Poor planning and design choices are one of the most common reasons for public toilet facilities and services to fail. To ensure safe, accessible and long-term usability of public toilets, it is critical to select the most appropriate location and public toilet design (both being contingent on the users’ needs). Equally the most suitable maintenance approach and mode of operation needs to be selected carefully.

Focal areas                  

  • Formation of Public Toilet Task Force: Stakeholder mobilization is a prerequisite towards building 100% sanitized cities. The National Urban Sanitation Policy (NUSP) suggests constituting a multi-stakeholder task force such as the City Sanitation Task Force (CSTF) or equivalent in order to ensure the city’s stakeholders demands and ideas are being represented in the public toilet planning and management.
  • Decision-making framework (technology & design) – Identify what is needed and can be done: Public Toilet solutions need to be adapted to the local conditions and demands. Not everything will work in a given setting. User needs and what is possible has to guide the toilet design choices as well as maintenance approaches to ensure demand-oriented and functional toilet facilities and services. To establish an effective citywide public toilet system requires a series of inter-connected decisions to be taken step-by-step:
  1. User needs and demands decide the public toilet model
  2. Planning and design norms impact design and site plan layouts
  3. Local context and site conditions decide the technical model
  4. Design and technical model affect the cost of public toilet improvements and construction
  5. Clustering according to economic and operational viability affects the project structuring
  • Site selection: The site of the public toilets needs to be based on demand to ensure the long-term use of facilities and as such the viability of the investment and operations. Locations that require the improvement of existing or construction of new facilities need to be identified and prioritized. Aspects to be considered for effective selection are the availablity of land, footfall (user category, user type, demands and gender aspects decide type of toilet and toilet model) and sanitation requirements (existing or new infrastructure).
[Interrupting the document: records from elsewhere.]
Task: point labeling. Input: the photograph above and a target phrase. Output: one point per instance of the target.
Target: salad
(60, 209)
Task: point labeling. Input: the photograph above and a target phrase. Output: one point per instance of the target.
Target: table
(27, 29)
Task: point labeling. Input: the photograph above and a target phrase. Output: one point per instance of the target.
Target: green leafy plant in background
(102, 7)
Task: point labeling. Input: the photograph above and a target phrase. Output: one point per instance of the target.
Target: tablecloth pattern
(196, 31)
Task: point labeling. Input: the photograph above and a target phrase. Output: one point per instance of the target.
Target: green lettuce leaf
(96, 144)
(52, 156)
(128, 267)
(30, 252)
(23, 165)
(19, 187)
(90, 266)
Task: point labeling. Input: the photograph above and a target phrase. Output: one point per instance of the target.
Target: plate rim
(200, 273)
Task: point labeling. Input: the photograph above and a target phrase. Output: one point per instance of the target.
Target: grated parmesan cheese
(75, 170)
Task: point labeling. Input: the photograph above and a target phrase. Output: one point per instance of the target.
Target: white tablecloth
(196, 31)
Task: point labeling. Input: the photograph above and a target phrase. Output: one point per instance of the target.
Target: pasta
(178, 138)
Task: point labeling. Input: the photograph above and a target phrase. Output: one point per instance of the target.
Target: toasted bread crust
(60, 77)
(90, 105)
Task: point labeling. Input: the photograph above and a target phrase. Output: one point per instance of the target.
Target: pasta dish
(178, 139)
  • Choose the most suitable business model: Selecting the right business models is key to ensuring the efficient functioning of public toilets in the long run. Design, construction or retrofitting, operations and management should be allotted to contractors according to their capacities. Public toilet management is often not a self-sustaining business model. The development of a robust business model that provides sufficient economic benefits is a prerequisite to attract private sector investment.
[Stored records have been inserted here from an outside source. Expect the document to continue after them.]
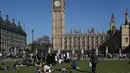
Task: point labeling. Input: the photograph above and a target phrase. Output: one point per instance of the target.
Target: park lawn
(104, 66)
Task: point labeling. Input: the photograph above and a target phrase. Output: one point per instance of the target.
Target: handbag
(90, 64)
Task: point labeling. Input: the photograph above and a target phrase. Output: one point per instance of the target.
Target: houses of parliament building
(74, 39)
(84, 40)
(11, 35)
  • Detailed Project Planning: To ensure hygienic and affordable public toilet facilities for all citizens, cities have to develop realistic and demand-oriented citywide public toilet strategies and ensure their effective implementation through standardized tools such as action plans and Detailed Project Reports (DPR). While the action plan provides a bird’s eye view of the citywide actions, DPRs provide micro-level insights of the specific project or project packages with a view to finance and implement them.